Setting: Inpatient hospital and community.

Participants: One hundred seventy-four participants with TBI.

Design: Prospective, longitudinal design. Participants were assessed at 5 time points: after emerging from posttraumatic amnesia, and at 6, 12, 24, and 36 months postinjury.

Main Measures: Coping Scale for Adults–Short Version; Quality of Life Inventory; Sydney Psychosocial Reintegration Scale; Hospital Anxiety and Depression Scale.

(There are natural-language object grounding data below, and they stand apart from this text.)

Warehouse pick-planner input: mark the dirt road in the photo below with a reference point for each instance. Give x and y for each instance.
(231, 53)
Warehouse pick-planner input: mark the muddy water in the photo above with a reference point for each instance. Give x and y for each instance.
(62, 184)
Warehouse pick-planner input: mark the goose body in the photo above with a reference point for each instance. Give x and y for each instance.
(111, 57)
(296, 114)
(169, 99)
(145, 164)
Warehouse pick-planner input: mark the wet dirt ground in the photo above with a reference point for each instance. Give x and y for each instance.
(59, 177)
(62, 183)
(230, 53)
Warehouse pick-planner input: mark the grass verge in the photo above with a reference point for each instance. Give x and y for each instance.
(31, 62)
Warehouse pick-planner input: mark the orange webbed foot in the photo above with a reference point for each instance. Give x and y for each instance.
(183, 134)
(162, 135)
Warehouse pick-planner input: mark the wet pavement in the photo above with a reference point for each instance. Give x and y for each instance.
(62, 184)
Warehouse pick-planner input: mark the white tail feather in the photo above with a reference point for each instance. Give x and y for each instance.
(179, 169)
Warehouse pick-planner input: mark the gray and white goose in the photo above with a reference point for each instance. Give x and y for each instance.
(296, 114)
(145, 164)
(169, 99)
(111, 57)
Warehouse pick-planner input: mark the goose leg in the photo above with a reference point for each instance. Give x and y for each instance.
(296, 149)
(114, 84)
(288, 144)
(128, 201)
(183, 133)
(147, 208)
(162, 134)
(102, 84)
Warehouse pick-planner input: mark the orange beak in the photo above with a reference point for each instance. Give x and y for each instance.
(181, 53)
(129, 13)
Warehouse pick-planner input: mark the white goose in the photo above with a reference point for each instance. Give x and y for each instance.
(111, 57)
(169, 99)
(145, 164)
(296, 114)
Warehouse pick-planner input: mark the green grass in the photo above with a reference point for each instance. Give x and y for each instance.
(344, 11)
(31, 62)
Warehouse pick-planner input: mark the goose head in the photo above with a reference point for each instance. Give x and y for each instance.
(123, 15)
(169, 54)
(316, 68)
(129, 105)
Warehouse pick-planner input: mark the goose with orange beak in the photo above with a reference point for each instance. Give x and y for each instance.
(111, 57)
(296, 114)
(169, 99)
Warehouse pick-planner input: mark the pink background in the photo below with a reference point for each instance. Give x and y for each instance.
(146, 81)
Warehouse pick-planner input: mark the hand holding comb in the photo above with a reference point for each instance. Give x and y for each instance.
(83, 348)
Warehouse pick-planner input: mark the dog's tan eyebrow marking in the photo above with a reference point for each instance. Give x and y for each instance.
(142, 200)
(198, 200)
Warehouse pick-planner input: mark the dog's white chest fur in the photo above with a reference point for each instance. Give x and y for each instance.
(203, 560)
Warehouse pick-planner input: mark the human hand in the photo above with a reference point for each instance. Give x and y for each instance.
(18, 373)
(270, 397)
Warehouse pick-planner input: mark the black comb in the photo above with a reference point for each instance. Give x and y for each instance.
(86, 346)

Results: High preinjury use of nonproductive coping style predicted high use of nonproductive coping, more anxiety, and lower psychosocial functioning at 1 year postinjury. Increased use of nonproductive coping and decreased use of productive coping predicted poorer psychosocial outcome at 1 year post-TBI. Use of both productive and nonproductive coping decreased in the first 6 to 12 months post-TBI relative to preinjury. Unlike productive coping, nonproductive coping reached preinjury levels within 3 years postinjury.

Conclusion: The findings support identification of individuals at risk of relying on nonproductive coping and poorer psychosocial outcome following TBI. In addition, the results emphasize the need to implement timely interventions to facilitate productive coping and reduce the use of nonproductive coping in order to maximize favorable long-term psychosocial outcome.

Department of Psychiatry and Neuropsychology, Faculty of Health, Medicine, and Life Sciences, Maastricht University, Maastricht, the Netherlands (Drs Wolters Gregório and van Heugten); Monash-Epworth Rehabilitation Research Centre, Epworth Hospital, Richmond, Victoria, Australia (Drs Gould and Ponsford and Mr Spitz); School of Psychology and Psychiatry, Faculty of Medicine, Nursing, and Health Science, Monash University, Clayton, Victoria, Australia (Drs Gould and Ponsford and Mr Spitz); and Centre of Excellence in Traumatic Brain Injury Research, National Trauma Research Institute, Alfred Hospital, Melbourne, Australia (Drs Gould and Ponsford).

Corresponding Author: Jennie L. Ponsford, PhD, School of Psychology and Psychiatry, Monash University, Clayton Campus, Clayton, VIC 3800, Australia (Jennie.Ponsford@monash.edu).

The authors declare no conflicts of interest.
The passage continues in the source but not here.